In order to obtain the galactic credits they need to get to Florida, often considered to be America’s scrotum, the females rob a local food factory. Once at their destination, they party like it’s 19,999. Soon they meet a wealthy rapper- slash-drug dealer with a highly offensive name. Hey! You can’t say that. Only we can say that. But whereas most humans were made of bones and skin, Alien is made of money. He takes the females to his house, where he implores them to examine his excrement.
Shortly thereafter, one of the females gets annoyed that everyone just wants to play pool all the time, so she leaves. Another one gets annoyed that everyone just wants to shoot her in the arm all the time, so she leaves too. The last two stay to help Alien fight a turf war, but once they’re done with that they decide it’s probably time to go study for midterms.
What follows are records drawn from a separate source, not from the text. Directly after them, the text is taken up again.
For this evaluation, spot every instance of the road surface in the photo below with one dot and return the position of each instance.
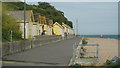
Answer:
(53, 54)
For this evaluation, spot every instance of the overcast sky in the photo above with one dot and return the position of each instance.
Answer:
(93, 17)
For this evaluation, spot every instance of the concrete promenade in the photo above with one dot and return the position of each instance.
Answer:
(53, 54)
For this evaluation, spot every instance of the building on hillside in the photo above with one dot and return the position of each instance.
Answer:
(58, 29)
(29, 19)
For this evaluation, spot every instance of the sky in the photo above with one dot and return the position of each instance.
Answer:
(93, 17)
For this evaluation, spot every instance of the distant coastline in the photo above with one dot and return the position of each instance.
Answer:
(103, 36)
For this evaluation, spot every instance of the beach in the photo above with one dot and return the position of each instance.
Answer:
(108, 48)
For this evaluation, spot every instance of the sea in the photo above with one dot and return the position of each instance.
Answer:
(102, 36)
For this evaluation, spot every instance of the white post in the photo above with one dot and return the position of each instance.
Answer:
(11, 36)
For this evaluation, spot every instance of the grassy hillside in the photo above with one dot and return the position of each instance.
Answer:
(44, 8)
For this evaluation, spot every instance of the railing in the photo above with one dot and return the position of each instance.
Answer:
(19, 46)
(76, 54)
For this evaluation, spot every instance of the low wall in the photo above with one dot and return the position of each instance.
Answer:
(19, 46)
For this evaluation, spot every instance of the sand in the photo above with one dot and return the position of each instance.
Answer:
(108, 48)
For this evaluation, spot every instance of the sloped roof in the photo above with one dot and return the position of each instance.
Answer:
(19, 15)
(56, 23)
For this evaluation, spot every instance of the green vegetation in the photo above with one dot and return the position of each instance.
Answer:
(9, 24)
(76, 66)
(44, 9)
(109, 63)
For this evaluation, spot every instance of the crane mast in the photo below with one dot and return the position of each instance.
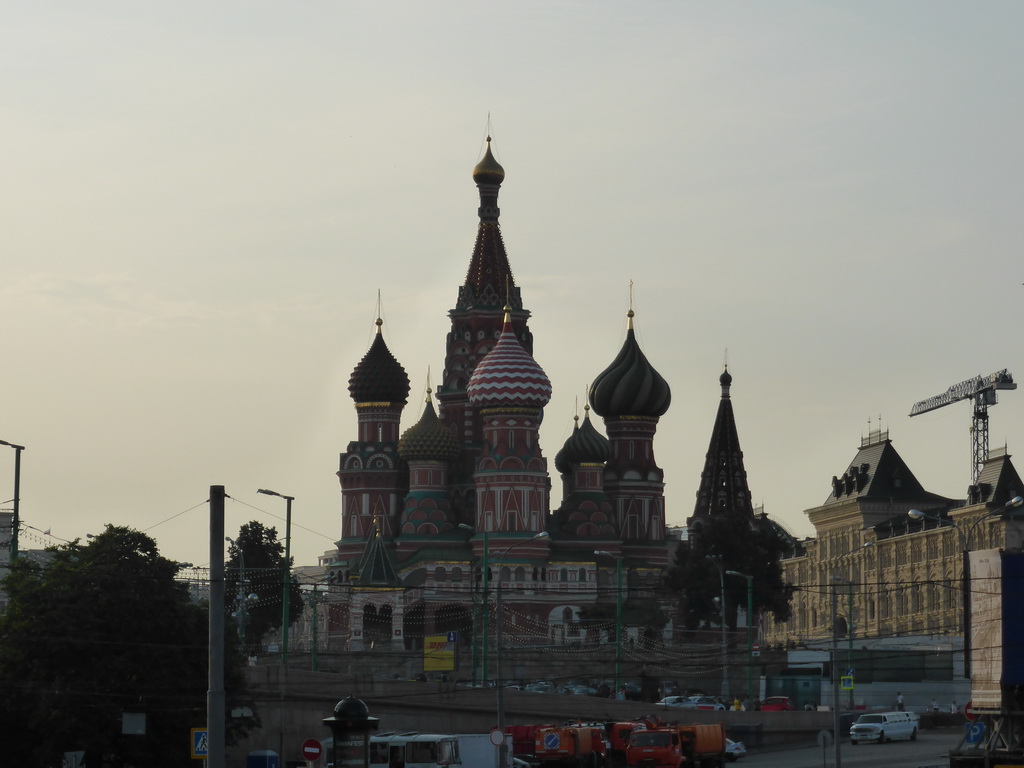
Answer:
(980, 389)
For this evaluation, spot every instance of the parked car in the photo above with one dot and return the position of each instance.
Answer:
(700, 702)
(674, 701)
(541, 686)
(777, 704)
(734, 750)
(884, 726)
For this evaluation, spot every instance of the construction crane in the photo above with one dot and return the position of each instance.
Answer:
(982, 390)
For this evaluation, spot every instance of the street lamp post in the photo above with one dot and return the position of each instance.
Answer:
(750, 631)
(967, 544)
(835, 678)
(15, 517)
(286, 614)
(499, 625)
(480, 608)
(717, 559)
(619, 614)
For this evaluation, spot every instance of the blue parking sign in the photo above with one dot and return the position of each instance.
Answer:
(975, 733)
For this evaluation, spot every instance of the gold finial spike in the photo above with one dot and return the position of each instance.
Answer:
(630, 312)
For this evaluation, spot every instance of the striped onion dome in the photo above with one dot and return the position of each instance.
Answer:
(630, 386)
(428, 439)
(508, 376)
(379, 377)
(585, 445)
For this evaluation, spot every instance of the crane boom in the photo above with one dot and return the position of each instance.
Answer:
(971, 388)
(982, 390)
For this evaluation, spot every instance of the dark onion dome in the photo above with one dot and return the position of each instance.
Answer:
(488, 171)
(585, 445)
(428, 439)
(379, 377)
(630, 386)
(508, 376)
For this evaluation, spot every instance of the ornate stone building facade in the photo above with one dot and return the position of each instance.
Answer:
(895, 576)
(438, 515)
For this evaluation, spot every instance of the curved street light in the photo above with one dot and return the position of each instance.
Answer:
(15, 518)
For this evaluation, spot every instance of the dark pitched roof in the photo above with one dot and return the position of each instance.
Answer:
(997, 482)
(879, 472)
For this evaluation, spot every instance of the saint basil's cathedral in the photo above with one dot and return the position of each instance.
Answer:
(434, 515)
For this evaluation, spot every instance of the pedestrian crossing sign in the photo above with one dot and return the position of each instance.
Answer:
(200, 743)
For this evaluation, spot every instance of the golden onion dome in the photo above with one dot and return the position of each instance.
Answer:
(488, 170)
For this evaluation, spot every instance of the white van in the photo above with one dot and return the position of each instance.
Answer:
(884, 726)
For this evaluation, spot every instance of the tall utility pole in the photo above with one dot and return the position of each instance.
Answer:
(717, 559)
(15, 521)
(619, 615)
(286, 614)
(750, 631)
Spring Breakers is largely a comment on American youth culture, inasmuch as American youths could look up from their phones long enough to feign having a culture. The girls speak about authentic epiphanies and meaning they’ve derived from their trip, yet all we see are images of human booties gyrating, partying, and general excess. Look, that guy is smoking out of a baby! This ironic juxtaposition coyly suggests that American youth culture derived its identity purely from sexuality and gratuitous debauchery, not to mention normal, run-of-the-mill debauchery. The camera dwells on the bodies of our protagonists, sexualizing them and fetishizing youth. It also fetishizes scooters, but come on, who wouldn’t?
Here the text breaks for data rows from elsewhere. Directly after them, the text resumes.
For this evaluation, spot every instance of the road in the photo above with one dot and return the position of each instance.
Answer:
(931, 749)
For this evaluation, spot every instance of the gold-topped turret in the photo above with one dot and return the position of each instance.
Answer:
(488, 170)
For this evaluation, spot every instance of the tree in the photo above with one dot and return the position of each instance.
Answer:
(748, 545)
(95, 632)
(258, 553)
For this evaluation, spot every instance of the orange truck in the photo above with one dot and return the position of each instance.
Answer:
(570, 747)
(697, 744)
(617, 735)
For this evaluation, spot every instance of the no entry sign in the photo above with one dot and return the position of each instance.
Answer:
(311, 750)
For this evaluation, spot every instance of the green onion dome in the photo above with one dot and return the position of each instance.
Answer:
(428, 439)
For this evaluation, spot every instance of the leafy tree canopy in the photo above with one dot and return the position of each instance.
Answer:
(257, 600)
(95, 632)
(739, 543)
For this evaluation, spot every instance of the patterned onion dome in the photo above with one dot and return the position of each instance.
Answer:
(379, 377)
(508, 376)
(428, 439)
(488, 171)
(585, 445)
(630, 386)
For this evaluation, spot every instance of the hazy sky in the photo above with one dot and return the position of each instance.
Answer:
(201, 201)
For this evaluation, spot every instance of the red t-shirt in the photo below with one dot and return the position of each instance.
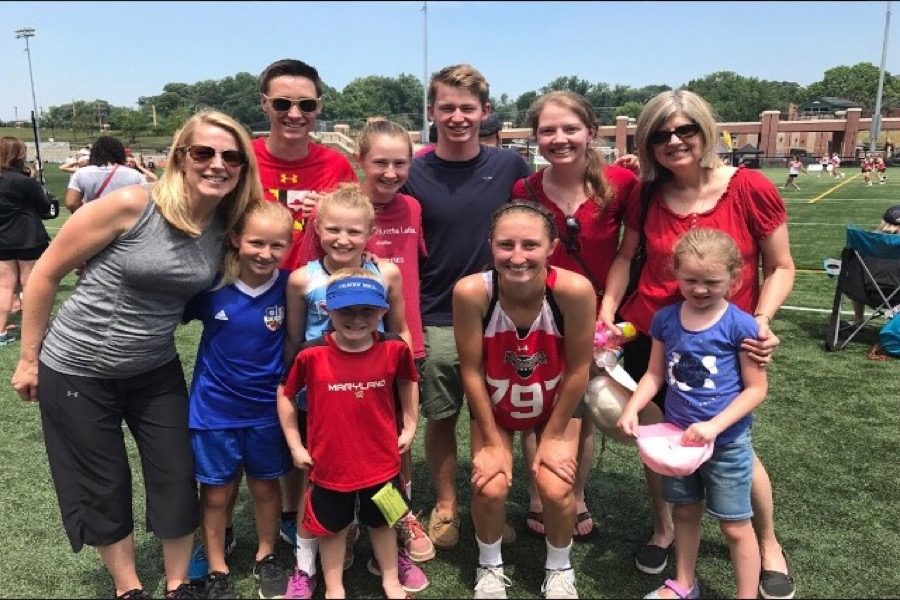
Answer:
(599, 230)
(749, 210)
(289, 181)
(352, 420)
(397, 236)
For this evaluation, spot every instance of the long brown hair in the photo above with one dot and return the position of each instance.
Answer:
(595, 184)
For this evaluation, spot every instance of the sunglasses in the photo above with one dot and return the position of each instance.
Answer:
(683, 132)
(573, 230)
(284, 104)
(232, 158)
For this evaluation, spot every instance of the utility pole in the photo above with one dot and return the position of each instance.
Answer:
(876, 118)
(28, 32)
(424, 138)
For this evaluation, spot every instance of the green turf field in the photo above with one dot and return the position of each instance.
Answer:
(827, 434)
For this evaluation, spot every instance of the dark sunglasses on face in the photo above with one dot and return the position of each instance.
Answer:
(573, 229)
(683, 132)
(232, 158)
(284, 104)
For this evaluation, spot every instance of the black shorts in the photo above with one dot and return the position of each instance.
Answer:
(23, 253)
(328, 512)
(636, 358)
(82, 423)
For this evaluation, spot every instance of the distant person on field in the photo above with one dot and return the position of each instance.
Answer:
(836, 166)
(489, 131)
(105, 173)
(890, 223)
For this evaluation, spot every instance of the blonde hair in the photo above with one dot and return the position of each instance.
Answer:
(709, 246)
(231, 261)
(377, 127)
(348, 195)
(169, 193)
(12, 153)
(595, 184)
(464, 77)
(653, 117)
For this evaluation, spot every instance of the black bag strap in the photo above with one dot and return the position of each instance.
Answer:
(574, 254)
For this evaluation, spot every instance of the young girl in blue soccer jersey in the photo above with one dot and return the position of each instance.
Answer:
(713, 388)
(233, 417)
(343, 223)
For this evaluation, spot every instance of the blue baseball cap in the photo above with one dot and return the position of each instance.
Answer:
(355, 291)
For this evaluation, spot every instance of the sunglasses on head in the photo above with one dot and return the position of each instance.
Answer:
(232, 158)
(281, 104)
(683, 132)
(573, 230)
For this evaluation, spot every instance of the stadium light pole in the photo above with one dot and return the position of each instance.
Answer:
(876, 118)
(28, 32)
(424, 137)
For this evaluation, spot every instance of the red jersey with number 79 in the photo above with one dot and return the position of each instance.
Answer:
(523, 369)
In short, this culture was narcissistic. Which is understandable, considering they were trapped inside their own brains without the ability to mind- merge. The protagonists “refuse to be miserable,” so they break one of Earth’s most sacred commandments– not committing armed robbery– to fulfill what they believe is their god-given right to go to Spring Break. Likewise, Alien bases his entire life around fulfilling his personal desires, no matter how long it takes to do those braids. To him, that is the American Dream: fuck everyone else, get money.
As portrayed in the film, Spring Break is a fantasy world, a hyper- stylized reality governed only by vibrant color.
Whereas scenes of the school bathroom, the jail, and the bus back home are presented in muted, drab colors, life on the beach is bathed in neon like a bag of hallucinogenic Skittles. The film also features elliptical editing, moving forward and backward through time with impunity. The result often feels more like a music video than a cohesive narrative, engrossing the audience in something akin to what Earth historians call “tripping balls.” And when suspended in such a state, the only thing on one’s mind is: “I wish this could last forever.”
Indeed, much of movie explores the relationship between permanence and impermanence. The Spring Break lifestyle is an ecstatic investment in the moment. It celebrates fleeting things, like drug experiences, youth, the “gangster” lifestyle, joy, beauty, and Britney Spears [clip of them singing Britney]. Yet the idea of permanence, or “forever,” is one of the primary motifs of the film. The girls’ mantra is “Always lie to your legal guardian over the phone.” But their other, more important mantra is “Spring Break FOREVER”.
Perhaps Spring Break is a symbol for all things transient– a week where human beings can live outside the laws of society and physics, and simply let the good times roll. The film suspends the audience in a protracted state of party energy, disorientation, and sex. Just like a warped drug experience, but also like a dream. And unfortunately for anyone whose body chemistry depends on a sleep cycle, eventually you have to wake up. Or hit the snooze button one more time. See if I care.